La razón poética de Ramón Gaya
Tramonto a Venezia, 1953. Gouache sobre papel, 29 x 25
Plenitud. ése es el estado de gracia en el que se produce y encuentra la obra de Ramón Gaya (Murcia, 1910). Es una condición que proclama la integridad, totalidad, culminación y cualidad de excelencia del arte de la pintura, practicado aquí desde la excepcionalidad y la renuncia combativa a los cánones de las vanguardias. No todos entienden que precisamente por esta oposición a aceptar las convenciones del modernismo "legal" la obra de Gaya supone un desprecio a los límites, una transgresión que permitirá al artista "conocer el infinito, vislumbrando una existencia libre de reglas y constricciones" -como diría Bataille- y otorgádole al cuadro el aspecto utópico de toda obra de arte. Pues bien, esa rara y serena cualidad de lo pleno constituye la atmósfera de esta exposición -sencilla y compleja-, que se le dedica en cumplimiento de lo estipulado en las bases del Premio Velázquez que, en su primera celebración, se otorgó a Gaya el año pasado.Se trata de una exposición de gabinete, que sigue la secuencia cronológica de la producción de la obra, lo que, a su vez, implica que los sucesivos bloques de pinturas y dibujos testifiquen las diferencias en la luz y el color, y en los motivos (paisajes, interiores, objetos y figuras) proporcionados por las ciudades en que han ido fraguando la biografía y el trabajo de Gaya: la Murcia de 1920-1930, tan relacionada con Juan Ramón Jiménez y los poetas del 27, el Madrid de las Misiones Pedagógicas y de La Barraca, el castillo francés de Cardesse del primer exilio en la posguerra, su larga estancia de doce años en México, Roma -donde se instaló en 1956 y desde donde viajaría a Florencia, Venecia y París-, y de nuevo Murcia y Madrid, ciudades definitivamente reencontradas en 1978. Todo ello importa sobremanera en el caso de un artista tan intimista y para el que pintura y vida han sido siempre términos equivalentes en valor, estima, potencia y eficacia.

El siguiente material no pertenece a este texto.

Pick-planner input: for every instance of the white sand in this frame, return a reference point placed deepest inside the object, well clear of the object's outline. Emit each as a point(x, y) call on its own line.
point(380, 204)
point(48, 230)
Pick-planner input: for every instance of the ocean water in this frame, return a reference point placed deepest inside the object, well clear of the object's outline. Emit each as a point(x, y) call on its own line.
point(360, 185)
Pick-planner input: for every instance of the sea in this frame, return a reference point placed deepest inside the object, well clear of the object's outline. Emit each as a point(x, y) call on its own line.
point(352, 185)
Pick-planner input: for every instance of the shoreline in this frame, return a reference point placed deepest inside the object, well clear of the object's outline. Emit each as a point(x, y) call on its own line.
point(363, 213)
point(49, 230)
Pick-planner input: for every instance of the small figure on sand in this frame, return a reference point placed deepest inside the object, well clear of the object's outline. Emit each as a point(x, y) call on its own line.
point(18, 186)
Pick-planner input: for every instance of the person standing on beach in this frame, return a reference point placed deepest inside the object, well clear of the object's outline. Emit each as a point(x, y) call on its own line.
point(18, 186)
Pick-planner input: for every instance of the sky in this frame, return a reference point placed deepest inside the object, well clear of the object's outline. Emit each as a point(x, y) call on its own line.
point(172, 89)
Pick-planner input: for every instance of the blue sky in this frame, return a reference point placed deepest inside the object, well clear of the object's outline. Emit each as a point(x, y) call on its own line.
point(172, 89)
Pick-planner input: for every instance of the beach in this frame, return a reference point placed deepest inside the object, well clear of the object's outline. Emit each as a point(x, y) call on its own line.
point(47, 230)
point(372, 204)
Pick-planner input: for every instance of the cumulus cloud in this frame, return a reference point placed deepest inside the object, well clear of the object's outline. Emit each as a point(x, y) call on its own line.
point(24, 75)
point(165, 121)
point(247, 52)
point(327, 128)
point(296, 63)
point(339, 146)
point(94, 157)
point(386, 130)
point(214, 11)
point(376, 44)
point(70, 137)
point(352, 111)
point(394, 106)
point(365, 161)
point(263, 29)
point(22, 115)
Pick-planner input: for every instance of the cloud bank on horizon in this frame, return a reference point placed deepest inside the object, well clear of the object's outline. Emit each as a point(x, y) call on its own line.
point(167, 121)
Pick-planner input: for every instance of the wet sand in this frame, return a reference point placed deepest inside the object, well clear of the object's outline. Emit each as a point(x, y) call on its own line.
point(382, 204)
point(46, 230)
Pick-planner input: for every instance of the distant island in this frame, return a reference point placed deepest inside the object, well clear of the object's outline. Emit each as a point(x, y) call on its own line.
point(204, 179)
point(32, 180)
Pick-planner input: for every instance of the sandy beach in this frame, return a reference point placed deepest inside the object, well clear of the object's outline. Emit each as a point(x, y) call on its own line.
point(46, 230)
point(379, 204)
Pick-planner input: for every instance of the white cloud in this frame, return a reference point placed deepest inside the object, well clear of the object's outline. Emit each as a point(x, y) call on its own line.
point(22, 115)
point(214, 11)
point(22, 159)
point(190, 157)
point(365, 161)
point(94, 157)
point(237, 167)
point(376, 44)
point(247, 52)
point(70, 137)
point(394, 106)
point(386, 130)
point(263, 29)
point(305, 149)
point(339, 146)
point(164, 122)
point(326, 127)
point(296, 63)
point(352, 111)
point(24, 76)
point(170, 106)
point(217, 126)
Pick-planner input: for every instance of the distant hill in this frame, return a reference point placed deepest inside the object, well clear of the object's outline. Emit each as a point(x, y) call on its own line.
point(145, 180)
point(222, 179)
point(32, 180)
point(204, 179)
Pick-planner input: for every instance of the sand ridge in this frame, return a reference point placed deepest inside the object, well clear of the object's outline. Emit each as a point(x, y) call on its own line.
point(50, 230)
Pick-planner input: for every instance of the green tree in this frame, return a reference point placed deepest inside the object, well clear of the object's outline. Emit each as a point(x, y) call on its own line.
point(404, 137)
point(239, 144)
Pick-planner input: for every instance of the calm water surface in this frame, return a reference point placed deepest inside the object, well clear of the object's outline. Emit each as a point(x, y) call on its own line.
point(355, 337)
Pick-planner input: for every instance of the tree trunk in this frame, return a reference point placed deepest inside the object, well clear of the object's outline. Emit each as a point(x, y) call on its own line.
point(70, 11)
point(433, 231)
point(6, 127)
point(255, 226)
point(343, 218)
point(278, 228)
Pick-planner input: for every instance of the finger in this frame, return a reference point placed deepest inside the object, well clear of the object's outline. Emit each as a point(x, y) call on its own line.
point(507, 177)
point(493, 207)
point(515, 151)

Al hilo de esa secuencia se ensartan aquí los dibujos de intensidad y elegancia infrecuentes, ya desde el primerizo y magistral Retrato de Solana (1939); las suites de Homenajes que, desde los cuarenta, van proclamando a los maestros preferidos de la "historia de la pintura personal" de Gaya: Rubens, Rembrandt, Constable, Picasso y los primeros cubistas, junto a, en particular, el Murillo intimista del Sueño del caballero, Velázquez -como cumbre de la "roca española" del Museo del Prado, en la denominación del mismo Gaya- y Eduardo Rosales, cuya obra exquisita, entre italianista y francesa, melancólica y abocetada, constituye la piedra angular de la pintura siempre nueva del murciano; aparecen también los asuntos religiosos -las dos versiones del Bautismo de Cristo, o el San Sebastián-, y, naturalmente, el repertorio de los paisajes mediterráneos, los cuadros de flores y la frescura única de las "naturalezas quietas", de luces y reflejos maravillosos sobre los volúmenes líquidos de las copas de cristal, o sobre la tersa superficie azogada de los espejos, o sobre la blandura planchada de los manteles… Todo Gaya, en su reserva y distancia, así como en la profundidad de su "razón poética", explícita sobre el perfume de la generación del 27 y la modernidad imprevista, cézanniana, del consistente "arte de los museos".